Planning That You Never Want to Use
This type of planning is called many things. It may be called a Contingency plan, Backout plan, Backup plan or Rollback plan. Any way you title it, I am talking about what you do when things go off track and are irreparable, unsalvageable, and wrong. You have seen this happen. Something that should be easy, does not go so easy. Something that has worked a hundred times, goes wrong on attempt one hundred and one. It may be a small thing, or a major project. I want to focus on the major derailments. The ones that need to be thought through before you begin the initiative. With smaller ones, you just try again. Or you do some troubleshooting and then try again. But the major ones sometimes go off track and can’t be salvaged. What do you do then? You need to add some time to the positive planning phases to think about the negative side when things may go wrong. You may even want to delay your initiative if your back out plan is not ready yet. It is worth the risk to start an initiative when there is no escape hatch?
Define what might need to be done if things do not go as planned. Discuss what the back out strategy might be. Is it simply starting over with an adjusted plan? Is it stepping back the software rollout? Is it updating other hardware and swapping out what you were trying to upgrade? And how long will it take to execute your back out plan? If you are approaching a deadline for use of the hardware or software you are working on, can you get it operational again by stepping back and get it usable again by the deadline? You need to get agreement on the back out plan and timeline before you start the initiative.
That way everyone knows that failing is just a temporary setback and not total failure. You have a plan for contingency that can be used in a worst-case scenario.
The Point of No Return
Sometimes your initiative has a point of no return. Fail safe planning takes that into account and has a decision point for going beyond the point of no return. When you approach and then pass the no return point, everyone should know you are all in. Failing after that point, means not having the hardware or software functional for an indeterminate period of time. Sometimes you have no choice. You have to move forward. Sometimes you just need to press on.

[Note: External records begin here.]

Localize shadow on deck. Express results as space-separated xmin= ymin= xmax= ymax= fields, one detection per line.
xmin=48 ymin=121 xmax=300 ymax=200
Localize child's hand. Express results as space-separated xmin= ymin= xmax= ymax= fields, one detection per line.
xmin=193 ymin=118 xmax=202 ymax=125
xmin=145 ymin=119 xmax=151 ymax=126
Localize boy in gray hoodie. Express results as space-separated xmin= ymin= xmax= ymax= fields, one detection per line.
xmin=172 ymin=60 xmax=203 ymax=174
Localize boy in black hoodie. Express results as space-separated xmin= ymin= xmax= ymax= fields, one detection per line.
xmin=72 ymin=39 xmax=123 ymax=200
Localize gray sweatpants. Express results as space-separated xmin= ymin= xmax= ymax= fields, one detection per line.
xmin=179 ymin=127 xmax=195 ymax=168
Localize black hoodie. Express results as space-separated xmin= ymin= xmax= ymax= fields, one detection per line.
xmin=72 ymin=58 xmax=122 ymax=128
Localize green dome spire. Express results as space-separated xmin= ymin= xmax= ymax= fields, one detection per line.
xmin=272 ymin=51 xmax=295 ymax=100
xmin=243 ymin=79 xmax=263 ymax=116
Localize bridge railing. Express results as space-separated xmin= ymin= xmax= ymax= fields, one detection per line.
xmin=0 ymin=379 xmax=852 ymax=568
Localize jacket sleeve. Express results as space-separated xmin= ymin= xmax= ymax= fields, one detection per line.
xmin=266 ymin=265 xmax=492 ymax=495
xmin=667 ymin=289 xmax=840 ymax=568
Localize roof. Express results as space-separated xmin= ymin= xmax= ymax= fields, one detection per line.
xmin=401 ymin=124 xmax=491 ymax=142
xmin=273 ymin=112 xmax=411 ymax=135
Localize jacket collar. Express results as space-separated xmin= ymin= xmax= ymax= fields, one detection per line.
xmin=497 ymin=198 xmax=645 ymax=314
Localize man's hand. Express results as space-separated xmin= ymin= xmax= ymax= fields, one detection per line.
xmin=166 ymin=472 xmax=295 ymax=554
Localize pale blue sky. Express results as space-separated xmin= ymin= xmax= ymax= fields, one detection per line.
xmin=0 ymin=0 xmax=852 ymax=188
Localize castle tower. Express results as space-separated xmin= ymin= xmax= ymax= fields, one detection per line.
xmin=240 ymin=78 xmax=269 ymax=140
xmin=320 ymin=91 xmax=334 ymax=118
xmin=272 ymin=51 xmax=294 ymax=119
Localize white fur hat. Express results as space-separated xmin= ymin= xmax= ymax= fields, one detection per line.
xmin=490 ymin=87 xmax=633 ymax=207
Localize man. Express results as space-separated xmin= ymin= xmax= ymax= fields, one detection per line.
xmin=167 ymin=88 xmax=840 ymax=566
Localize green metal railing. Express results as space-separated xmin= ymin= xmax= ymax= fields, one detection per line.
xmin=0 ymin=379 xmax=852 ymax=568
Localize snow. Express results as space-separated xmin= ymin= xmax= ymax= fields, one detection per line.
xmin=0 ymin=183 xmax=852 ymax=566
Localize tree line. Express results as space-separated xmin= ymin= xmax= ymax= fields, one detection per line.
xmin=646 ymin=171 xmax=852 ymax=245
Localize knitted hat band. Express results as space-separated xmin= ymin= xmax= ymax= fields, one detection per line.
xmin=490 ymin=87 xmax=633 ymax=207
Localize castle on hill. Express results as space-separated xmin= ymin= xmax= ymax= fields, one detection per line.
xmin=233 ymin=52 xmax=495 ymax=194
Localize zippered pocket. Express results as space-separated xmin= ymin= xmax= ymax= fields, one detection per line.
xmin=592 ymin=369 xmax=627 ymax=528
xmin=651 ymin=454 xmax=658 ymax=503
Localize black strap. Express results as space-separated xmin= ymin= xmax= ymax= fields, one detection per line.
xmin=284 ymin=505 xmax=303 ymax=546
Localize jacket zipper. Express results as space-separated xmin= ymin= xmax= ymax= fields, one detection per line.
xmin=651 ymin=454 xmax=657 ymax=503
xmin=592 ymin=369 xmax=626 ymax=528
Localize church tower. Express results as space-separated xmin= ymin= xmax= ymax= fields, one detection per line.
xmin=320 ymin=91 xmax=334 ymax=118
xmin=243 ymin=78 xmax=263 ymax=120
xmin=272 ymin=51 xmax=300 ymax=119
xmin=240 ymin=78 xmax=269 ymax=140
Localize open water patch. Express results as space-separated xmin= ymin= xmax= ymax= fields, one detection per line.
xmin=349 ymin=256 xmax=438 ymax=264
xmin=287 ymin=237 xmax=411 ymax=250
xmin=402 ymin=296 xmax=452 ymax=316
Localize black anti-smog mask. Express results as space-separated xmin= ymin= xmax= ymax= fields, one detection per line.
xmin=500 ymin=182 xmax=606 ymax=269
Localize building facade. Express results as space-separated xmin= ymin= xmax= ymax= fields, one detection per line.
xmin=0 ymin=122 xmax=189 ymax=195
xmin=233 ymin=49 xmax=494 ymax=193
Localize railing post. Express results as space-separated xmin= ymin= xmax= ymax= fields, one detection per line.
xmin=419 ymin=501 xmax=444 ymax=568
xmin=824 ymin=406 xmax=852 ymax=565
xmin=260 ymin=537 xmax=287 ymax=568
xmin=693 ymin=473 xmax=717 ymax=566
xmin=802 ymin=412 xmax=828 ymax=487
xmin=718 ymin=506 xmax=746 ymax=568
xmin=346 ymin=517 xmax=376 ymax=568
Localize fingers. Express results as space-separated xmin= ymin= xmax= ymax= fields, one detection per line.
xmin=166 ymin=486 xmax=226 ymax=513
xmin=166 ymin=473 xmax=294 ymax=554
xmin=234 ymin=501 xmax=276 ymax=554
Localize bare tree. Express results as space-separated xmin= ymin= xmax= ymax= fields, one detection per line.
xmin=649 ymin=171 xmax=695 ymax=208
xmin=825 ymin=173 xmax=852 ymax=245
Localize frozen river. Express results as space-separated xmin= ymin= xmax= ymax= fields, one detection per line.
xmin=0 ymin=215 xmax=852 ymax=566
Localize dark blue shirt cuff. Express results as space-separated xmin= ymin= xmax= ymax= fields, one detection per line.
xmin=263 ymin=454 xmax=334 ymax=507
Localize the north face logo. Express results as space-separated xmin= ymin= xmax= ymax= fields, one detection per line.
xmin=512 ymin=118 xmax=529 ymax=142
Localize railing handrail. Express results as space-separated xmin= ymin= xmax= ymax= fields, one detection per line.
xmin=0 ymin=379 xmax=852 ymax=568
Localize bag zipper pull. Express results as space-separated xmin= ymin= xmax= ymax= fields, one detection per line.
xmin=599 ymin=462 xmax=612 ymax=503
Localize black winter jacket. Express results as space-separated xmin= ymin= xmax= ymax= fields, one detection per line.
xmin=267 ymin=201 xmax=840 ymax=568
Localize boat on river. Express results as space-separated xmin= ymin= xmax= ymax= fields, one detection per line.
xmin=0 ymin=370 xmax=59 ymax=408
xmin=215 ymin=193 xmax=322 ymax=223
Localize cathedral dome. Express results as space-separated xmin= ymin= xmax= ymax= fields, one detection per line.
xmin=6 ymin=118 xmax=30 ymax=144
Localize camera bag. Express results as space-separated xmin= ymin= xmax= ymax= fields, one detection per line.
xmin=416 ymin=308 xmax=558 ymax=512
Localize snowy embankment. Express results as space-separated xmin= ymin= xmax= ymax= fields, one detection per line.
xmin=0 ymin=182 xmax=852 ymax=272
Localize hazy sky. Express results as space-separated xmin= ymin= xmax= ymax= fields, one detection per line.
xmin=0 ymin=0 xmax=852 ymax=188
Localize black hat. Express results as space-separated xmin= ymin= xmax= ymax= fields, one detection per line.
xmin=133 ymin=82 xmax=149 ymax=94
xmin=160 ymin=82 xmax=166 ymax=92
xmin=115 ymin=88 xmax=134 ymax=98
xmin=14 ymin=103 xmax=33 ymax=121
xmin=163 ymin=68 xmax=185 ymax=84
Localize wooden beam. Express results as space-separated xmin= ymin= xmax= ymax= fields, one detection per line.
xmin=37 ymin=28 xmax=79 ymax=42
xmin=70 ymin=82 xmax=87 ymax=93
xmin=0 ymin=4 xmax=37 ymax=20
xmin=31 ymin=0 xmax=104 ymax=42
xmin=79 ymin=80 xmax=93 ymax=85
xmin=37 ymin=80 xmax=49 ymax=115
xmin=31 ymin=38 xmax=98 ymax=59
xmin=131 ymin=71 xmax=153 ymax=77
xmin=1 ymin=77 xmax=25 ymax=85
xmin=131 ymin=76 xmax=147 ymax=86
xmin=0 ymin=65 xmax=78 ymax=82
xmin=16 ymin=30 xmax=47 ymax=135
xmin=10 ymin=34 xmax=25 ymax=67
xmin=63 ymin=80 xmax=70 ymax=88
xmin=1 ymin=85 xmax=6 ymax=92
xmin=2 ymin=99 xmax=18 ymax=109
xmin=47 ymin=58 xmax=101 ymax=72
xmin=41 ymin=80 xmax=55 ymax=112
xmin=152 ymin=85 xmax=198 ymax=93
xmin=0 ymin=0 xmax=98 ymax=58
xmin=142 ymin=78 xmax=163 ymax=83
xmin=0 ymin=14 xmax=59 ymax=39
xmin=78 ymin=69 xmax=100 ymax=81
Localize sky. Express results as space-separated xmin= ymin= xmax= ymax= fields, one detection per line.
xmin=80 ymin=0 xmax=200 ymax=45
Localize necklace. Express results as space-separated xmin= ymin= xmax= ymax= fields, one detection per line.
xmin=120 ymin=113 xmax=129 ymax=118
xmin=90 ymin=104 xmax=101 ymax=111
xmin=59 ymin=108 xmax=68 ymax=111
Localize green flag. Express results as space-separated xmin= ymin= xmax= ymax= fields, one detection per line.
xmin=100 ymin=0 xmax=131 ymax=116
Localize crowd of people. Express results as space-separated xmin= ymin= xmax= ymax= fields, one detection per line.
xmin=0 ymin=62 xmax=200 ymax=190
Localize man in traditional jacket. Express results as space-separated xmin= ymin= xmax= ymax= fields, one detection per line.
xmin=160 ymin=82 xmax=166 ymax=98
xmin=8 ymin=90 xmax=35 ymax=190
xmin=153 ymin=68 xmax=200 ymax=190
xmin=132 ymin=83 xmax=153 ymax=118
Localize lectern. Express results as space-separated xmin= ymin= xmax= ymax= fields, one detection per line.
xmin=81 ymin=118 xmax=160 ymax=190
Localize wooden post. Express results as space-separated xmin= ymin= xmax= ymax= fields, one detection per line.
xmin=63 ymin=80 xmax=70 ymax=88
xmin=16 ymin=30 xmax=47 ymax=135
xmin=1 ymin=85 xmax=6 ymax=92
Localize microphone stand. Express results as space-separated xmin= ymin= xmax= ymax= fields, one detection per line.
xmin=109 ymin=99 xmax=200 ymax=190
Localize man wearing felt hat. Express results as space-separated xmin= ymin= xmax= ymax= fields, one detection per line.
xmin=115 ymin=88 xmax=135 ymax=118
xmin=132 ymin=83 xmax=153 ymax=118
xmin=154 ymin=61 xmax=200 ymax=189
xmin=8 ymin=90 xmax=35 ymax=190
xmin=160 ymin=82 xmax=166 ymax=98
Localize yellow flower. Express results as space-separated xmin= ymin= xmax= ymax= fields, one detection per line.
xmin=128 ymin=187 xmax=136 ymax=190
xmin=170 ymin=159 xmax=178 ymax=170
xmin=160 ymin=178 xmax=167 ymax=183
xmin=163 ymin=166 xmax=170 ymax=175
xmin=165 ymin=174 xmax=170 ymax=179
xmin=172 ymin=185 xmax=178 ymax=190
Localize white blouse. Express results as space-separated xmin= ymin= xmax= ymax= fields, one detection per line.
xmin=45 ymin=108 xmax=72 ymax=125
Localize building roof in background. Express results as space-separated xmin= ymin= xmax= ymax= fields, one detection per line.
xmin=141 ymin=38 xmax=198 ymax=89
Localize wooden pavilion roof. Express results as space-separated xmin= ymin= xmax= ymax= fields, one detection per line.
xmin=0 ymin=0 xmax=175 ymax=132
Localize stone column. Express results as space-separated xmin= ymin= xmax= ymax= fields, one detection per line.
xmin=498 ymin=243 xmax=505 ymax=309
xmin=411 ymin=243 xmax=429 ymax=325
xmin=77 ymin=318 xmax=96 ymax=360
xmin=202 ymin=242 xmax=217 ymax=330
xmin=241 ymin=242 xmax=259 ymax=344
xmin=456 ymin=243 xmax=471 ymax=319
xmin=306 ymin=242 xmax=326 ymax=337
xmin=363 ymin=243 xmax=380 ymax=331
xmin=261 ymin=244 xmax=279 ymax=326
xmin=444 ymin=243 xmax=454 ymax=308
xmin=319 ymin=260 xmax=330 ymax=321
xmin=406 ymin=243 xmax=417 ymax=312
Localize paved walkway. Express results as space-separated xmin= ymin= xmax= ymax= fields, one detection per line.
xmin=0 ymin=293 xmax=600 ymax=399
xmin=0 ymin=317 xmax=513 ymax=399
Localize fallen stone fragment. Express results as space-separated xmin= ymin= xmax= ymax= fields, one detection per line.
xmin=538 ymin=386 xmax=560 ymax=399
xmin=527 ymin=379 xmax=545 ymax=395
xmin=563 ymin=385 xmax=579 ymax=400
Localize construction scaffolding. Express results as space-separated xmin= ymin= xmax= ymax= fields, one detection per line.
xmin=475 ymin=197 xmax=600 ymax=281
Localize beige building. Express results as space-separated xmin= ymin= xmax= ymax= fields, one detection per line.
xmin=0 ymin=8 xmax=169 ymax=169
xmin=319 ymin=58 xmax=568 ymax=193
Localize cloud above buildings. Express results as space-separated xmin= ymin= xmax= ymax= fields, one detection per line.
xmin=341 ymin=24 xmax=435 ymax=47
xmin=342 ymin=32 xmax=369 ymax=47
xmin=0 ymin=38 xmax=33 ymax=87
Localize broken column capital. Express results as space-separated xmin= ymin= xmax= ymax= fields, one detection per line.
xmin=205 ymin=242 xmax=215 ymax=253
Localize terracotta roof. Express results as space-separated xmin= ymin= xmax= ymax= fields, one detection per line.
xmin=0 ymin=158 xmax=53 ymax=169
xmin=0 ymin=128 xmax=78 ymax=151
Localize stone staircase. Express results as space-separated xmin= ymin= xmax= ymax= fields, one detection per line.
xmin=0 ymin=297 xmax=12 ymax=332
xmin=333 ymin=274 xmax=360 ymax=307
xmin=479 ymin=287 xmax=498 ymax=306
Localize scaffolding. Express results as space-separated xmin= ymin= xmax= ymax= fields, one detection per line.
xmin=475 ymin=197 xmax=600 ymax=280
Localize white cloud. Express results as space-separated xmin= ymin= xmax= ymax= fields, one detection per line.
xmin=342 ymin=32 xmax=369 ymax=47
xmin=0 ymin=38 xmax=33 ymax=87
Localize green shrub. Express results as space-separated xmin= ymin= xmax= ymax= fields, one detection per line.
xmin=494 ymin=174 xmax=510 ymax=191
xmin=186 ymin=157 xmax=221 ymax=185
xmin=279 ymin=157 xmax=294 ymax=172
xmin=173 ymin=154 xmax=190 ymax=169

What Does Failure Look Like?
A Back Out plan, assuming that when the failure has happened, it is unrecoverable. It is when you are stuck. Dead in the water. No possible hope is left for making progress and you have to turn around. This is not the decision to go to Plan B. Plan B might be part of your rollout as an option to the optimal Plan A. Plan A and Plan B, or even C might work and you can divert to another path when A or B stalls. But an “abort” is a call that is made when everything is failing. Then you have to put things back the way they were before you started.
Make the Call – Abort
Time to abandon ship. I am using every metaphor or simile I can to define that the last vestiges of hope are gone. Time to call it quits. Abort. Pull the rip cord. Stop the music. When this happens, you divert to the back out strategy and try to put Humpty Dumpty back together again. When you find that the options list is exhausted and there seem to be no more legitimate ideas to solve the dilemma and get back on track, make the call. Don’t chew up too much time with valiant attempts that can’t pan out. The best plan now is to recover, regroup and retry later. There is no shame in failing when you have made a good plan and execute it well. Somethings just do not go your way. Give it some time, think it through again and reinitiate later. Tomorrow is another day (I am always quoting movies).